Laura and Chloe began running 3 Peaks 3 Weeks as an annual event. Since that first climb in 2007, 44 women have participated in four annual 3 Peaks 3 Weeks Challenges. "We have the most incredible women join our treks," says Laura. "Each and every one of them has had something powerful to offer." The women have ranged in age from 20 to 63, and hailed from Australia, Canada, France, England, Ireland, Scotland and the United States. They've been mothers, doctors, bankers and students.

These women tend to have two things in common - none have been huge mountaineers - and all of them struggle to fundraise. It's part of the challenge, and Laura and Chloe provide training and support to all of them as part of the project. With hundreds of supporters, they've raised and distributed over $685,000 to five nonprofit organizations in East Africa (they will soon be expanding to support more than 8 additional organizations).

Laura describes the impact running these challenges has had on her personally. "It's incredibly moving from two different angles," she says. "The first is not one I thought I'd find, but it's so moving to see our climbers become new, more confident women."

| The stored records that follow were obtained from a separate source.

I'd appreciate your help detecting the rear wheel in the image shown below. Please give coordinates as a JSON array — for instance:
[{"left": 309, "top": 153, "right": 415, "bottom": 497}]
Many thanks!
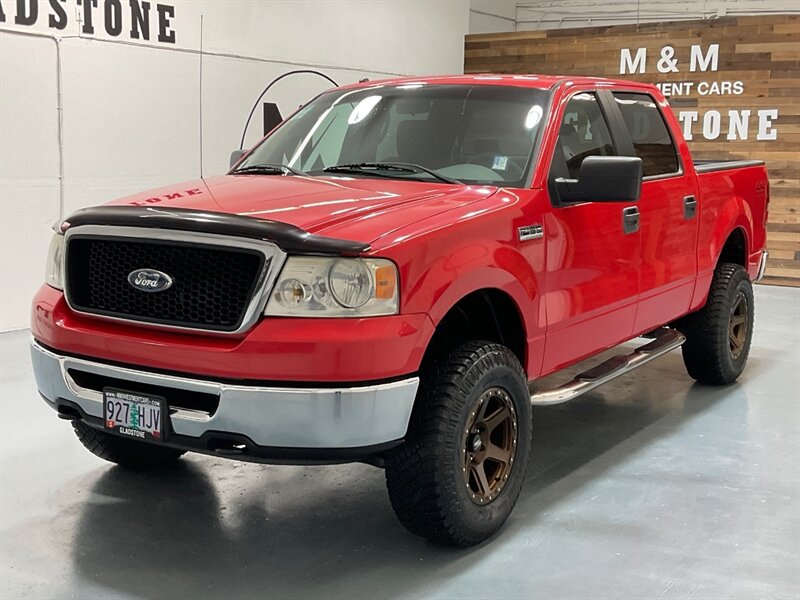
[
  {"left": 677, "top": 263, "right": 754, "bottom": 385},
  {"left": 72, "top": 421, "right": 184, "bottom": 470},
  {"left": 386, "top": 341, "right": 532, "bottom": 546}
]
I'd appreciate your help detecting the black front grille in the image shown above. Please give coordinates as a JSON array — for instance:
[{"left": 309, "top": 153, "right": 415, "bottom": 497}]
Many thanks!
[{"left": 66, "top": 235, "right": 266, "bottom": 331}]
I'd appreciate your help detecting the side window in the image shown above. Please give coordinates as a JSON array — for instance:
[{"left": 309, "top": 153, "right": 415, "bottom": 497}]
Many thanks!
[
  {"left": 551, "top": 93, "right": 615, "bottom": 179},
  {"left": 614, "top": 92, "right": 678, "bottom": 177}
]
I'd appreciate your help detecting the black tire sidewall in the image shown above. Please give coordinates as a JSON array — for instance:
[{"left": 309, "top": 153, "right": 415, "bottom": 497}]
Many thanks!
[
  {"left": 448, "top": 363, "right": 532, "bottom": 538},
  {"left": 715, "top": 268, "right": 755, "bottom": 380}
]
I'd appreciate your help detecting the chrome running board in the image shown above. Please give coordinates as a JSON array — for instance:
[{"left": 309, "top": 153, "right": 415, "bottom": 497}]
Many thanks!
[{"left": 531, "top": 328, "right": 686, "bottom": 406}]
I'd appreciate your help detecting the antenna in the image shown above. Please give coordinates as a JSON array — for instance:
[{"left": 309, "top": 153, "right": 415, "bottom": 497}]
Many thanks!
[
  {"left": 199, "top": 14, "right": 203, "bottom": 179},
  {"left": 239, "top": 69, "right": 339, "bottom": 150}
]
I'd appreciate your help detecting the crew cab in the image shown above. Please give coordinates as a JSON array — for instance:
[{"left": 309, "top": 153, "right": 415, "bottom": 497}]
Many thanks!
[{"left": 32, "top": 75, "right": 769, "bottom": 546}]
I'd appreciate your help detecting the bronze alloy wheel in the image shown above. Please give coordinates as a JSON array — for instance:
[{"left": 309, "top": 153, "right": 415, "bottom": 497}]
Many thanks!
[
  {"left": 461, "top": 387, "right": 517, "bottom": 505},
  {"left": 728, "top": 290, "right": 748, "bottom": 360}
]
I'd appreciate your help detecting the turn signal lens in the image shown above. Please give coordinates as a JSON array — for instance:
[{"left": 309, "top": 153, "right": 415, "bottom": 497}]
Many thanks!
[
  {"left": 375, "top": 265, "right": 397, "bottom": 300},
  {"left": 44, "top": 233, "right": 64, "bottom": 290}
]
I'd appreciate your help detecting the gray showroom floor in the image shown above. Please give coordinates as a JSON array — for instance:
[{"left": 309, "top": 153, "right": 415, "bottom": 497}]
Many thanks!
[{"left": 0, "top": 286, "right": 800, "bottom": 600}]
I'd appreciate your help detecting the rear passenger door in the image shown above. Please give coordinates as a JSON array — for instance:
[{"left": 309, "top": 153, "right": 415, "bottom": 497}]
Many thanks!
[{"left": 613, "top": 91, "right": 699, "bottom": 334}]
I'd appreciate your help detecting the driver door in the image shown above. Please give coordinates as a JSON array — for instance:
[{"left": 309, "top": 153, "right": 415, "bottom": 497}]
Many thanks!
[{"left": 542, "top": 90, "right": 640, "bottom": 374}]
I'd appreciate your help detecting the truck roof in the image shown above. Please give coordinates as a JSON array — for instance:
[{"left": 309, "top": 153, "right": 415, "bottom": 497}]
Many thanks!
[{"left": 342, "top": 73, "right": 652, "bottom": 89}]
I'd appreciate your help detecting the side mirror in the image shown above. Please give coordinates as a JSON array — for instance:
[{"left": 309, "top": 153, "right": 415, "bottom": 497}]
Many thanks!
[
  {"left": 555, "top": 156, "right": 642, "bottom": 202},
  {"left": 230, "top": 150, "right": 247, "bottom": 167}
]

And the second angle involves the difference the donated funds make for girls and women in the communities that are served by the supported nonprofits. "I have seen girls that were 10 years old, just entering school and very shy, now turned into incredible young women," explains Laura. One such girl, named Julieth, welcomed Laura and her group into her poverty-stricken home this past year. Julieth shared with them her top female role models, including Oprah Winfrey, Condoleeza Rice, and all of the women who have been climbers on 3 Peaks 3 Weeks.

In December 2010 Laura and Chloe took the next step in developing their vision by establishing the Peaks Foundation, which offers mountain climbing challenges all over the world. Their aim is to motivate, inspire and empower women worldwide to set their sights high and reach their highest potential, not only through the mountain-based challenges that they organize but also through the organizations they support that work with local communities.

Through the Peaks Foundation they will continue to raise funds for effective organizations who lack critical funding and who provide opportunities and advancement for women and girls in developing areas.

In Laura's mind, they're just getting started with the impact they can have at both a global and a local level. "I most look forward to the challenges that we cannot organize today," she says. "Challenges in areas that are currently war-torn and unstable. Once we hold challenges in those places, and see local women in those places engaging in activities to become economically stable and independent, we will have succeeded."